I am having a hard time with capacitors and the role they play in circuits. Lets say a circuit has a capacitor with C = 3 microF and a resistor of 3 ohms and a battery with a voltage of 12 V. How would you find the current in the circuit? How does the current flowing through the circuit be affected by the charging of the capacitor? What happens to the current when the capacitor is fully charged? .
Thanks!
Figuring out the current in an RC circuit is likely beyond the scope of the MCAT. For this explanation, I will assume you are talking about a direct current (DC) circuit with the resistor and capacitor
in series. Basically, you always have to refer to Kirchoff's loop rule, which states that if you make a loop in a circuit, the potential drops/gains must sum to zero:
V - IR - Q/C = 0
(remember that the voltage drop across a capacitor is equal to Q/C)
So consider the point when you first connect the battery to the circuit. The charge Q on the capactior is intially zero, so Q/C = 0 and therefore V - IR = 0. So the initial current can simply be calculated by using V = IR. In your example, the current I would be 4 amps.
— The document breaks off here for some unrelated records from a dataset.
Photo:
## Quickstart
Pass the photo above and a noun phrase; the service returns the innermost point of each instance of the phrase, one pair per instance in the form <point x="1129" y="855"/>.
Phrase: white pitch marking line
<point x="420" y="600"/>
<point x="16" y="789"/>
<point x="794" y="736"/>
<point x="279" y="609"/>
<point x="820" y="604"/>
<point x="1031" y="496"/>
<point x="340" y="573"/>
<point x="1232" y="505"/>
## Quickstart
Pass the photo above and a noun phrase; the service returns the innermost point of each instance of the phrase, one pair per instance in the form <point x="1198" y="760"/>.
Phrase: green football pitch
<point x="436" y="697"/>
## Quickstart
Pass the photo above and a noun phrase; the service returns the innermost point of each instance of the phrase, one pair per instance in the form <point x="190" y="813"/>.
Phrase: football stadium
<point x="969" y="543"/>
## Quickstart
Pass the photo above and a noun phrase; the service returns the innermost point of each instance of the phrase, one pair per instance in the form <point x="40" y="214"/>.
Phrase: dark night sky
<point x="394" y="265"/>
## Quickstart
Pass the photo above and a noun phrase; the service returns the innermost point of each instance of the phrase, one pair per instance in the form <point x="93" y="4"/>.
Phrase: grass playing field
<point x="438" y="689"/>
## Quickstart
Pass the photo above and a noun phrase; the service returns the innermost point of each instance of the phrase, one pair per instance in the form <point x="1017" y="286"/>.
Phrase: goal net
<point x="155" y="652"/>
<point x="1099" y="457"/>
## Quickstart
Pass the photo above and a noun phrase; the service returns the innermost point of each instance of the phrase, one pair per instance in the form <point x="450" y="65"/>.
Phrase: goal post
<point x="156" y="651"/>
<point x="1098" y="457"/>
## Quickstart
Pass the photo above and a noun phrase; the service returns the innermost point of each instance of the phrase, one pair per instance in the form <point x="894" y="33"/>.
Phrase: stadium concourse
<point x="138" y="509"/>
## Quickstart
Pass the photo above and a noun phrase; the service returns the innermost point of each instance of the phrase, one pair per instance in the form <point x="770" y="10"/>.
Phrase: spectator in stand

As the current continues to flow, charge will accumulate on the plates. This accumulating charge will repel any other incoming charges. As a result, the current decreases. This can be seen from the loop rule, since as Q increases, Q/C increases. Since V and R are constant, I must decrease!
The current will continue to decrease while the current is flowing. In fact, the current after a very long time will approach zero (though it will never actually reach zero, just become really, really close).
Hopefully this explanation makes sense. If you need a further explanation please let me know!